Abstract:Recent work has shown that a person's sympathetic arousal can be estimated from facial videos alone using basic signal processing. This opens up new possibilities in the field of telehealth and stress management, providing a non-invasive method to measure stress only using a regular RGB camera. In this paper, we present SympCam, a new 3D convolutional architecture tailored to the task of remote sympathetic arousal prediction. Our model incorporates a temporal attention module (TAM) to enhance the temporal coherence of our sequential data processing capabilities. The predictions from our method improve accuracy metrics of sympathetic arousal in prior work by 48% to a mean correlation of 0.77. We additionally compare our method with common remote photoplethysmography (rPPG) networks and show that they alone cannot accurately predict sympathetic arousal "out-of-the-box". Furthermore, we show that the sympathetic arousal predicted by our method allows detecting physical stress with a balanced accuracy of 90% - an improvement of 61% compared to the rPPG method commonly used in related work, demonstrating the limitations of using rPPG alone.
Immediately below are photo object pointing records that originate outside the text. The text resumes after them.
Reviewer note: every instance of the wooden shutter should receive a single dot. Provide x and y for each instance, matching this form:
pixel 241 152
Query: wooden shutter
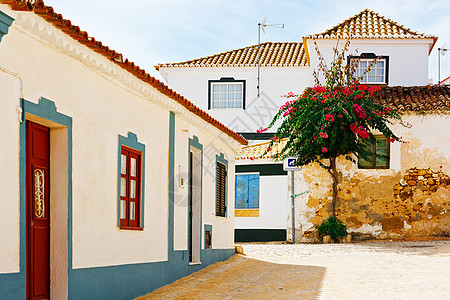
pixel 221 184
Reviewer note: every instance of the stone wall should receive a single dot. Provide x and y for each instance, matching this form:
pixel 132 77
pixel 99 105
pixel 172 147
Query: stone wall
pixel 416 204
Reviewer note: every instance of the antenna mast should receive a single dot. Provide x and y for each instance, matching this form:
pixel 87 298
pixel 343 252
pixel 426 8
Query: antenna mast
pixel 261 27
pixel 439 61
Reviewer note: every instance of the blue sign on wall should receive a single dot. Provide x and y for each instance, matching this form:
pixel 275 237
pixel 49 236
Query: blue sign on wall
pixel 289 164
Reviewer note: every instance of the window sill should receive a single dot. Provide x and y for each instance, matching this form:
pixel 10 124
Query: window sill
pixel 246 212
pixel 226 108
pixel 131 228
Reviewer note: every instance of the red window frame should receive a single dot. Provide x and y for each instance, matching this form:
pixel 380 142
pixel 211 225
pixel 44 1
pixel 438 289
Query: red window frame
pixel 126 221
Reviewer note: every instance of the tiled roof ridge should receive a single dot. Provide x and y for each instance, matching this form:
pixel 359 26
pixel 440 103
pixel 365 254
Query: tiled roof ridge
pixel 372 12
pixel 411 99
pixel 419 99
pixel 48 14
pixel 233 52
pixel 402 31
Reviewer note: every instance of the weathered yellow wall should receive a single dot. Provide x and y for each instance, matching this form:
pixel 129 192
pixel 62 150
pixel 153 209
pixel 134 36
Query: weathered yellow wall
pixel 410 199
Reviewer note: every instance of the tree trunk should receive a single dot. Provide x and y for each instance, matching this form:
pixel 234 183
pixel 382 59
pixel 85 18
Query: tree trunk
pixel 334 175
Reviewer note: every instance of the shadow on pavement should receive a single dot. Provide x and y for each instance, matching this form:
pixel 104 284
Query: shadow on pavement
pixel 241 277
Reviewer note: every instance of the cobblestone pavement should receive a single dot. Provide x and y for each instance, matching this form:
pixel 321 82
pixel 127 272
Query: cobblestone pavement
pixel 378 270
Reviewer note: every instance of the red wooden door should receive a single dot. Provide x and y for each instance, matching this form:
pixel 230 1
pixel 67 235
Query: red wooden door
pixel 38 211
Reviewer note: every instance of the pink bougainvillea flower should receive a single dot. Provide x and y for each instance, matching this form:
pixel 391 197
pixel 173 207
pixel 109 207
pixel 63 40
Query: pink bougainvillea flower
pixel 360 112
pixel 319 89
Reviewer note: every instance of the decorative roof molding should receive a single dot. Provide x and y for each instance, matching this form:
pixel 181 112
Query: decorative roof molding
pixel 131 76
pixel 5 22
pixel 279 54
pixel 415 99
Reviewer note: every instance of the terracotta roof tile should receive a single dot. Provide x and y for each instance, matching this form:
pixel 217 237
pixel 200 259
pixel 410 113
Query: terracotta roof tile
pixel 419 99
pixel 280 54
pixel 369 24
pixel 47 13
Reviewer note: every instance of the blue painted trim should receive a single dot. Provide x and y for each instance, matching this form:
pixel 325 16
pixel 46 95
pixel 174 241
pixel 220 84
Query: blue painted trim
pixel 111 282
pixel 134 280
pixel 13 286
pixel 194 142
pixel 5 23
pixel 221 158
pixel 131 141
pixel 171 184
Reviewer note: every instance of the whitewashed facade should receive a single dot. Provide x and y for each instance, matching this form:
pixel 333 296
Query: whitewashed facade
pixel 405 58
pixel 92 108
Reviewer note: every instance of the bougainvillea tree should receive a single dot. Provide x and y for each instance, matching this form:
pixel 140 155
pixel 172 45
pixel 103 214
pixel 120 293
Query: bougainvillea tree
pixel 332 119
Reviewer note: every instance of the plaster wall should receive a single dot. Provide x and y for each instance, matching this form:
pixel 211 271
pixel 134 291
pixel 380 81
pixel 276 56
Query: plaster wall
pixel 102 108
pixel 273 205
pixel 9 177
pixel 408 58
pixel 410 199
pixel 274 83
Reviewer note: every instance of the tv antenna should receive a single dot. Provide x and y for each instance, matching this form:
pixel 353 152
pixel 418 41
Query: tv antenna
pixel 441 51
pixel 261 26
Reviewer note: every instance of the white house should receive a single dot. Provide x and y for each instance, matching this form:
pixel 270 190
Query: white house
pixel 223 83
pixel 113 184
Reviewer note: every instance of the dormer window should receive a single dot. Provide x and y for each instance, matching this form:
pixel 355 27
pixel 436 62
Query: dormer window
pixel 378 73
pixel 226 93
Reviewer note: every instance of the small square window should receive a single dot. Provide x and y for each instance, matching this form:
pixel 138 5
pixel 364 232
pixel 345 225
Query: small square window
pixel 378 73
pixel 379 157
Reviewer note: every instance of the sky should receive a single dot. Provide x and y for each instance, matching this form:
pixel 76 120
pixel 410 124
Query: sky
pixel 149 32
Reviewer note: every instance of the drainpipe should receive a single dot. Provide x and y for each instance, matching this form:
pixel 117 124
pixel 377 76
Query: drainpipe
pixel 292 207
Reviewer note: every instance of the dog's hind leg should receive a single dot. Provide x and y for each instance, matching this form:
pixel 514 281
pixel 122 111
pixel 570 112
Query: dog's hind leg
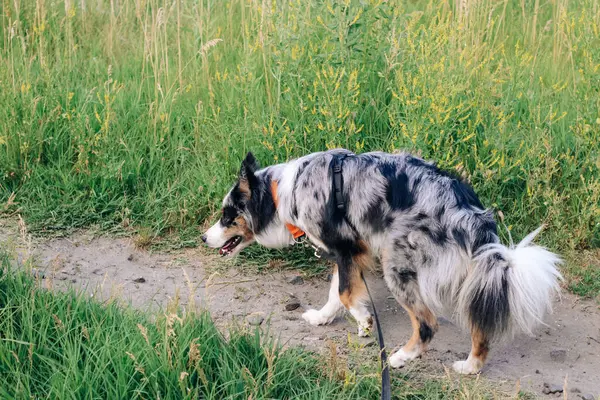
pixel 331 309
pixel 402 281
pixel 479 351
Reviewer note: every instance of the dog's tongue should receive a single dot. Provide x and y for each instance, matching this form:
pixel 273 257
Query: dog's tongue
pixel 227 246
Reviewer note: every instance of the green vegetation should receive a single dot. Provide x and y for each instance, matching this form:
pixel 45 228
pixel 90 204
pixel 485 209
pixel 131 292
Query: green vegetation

Finally, we contribute a dataset designed explicitly for the task of remote sympathetic arousal prediction. Our dataset contains synchronized face and hand videos of 20 participants from two cameras synchronized with electrodermal activity (EDA) and photoplethysmography (PPG) measurements. We will make this dataset available to the community and use it to evaluate the methods in this paper. To the best of our knowledge, this is the first dataset available to other researchers designed for remote sympathetic arousal prediction.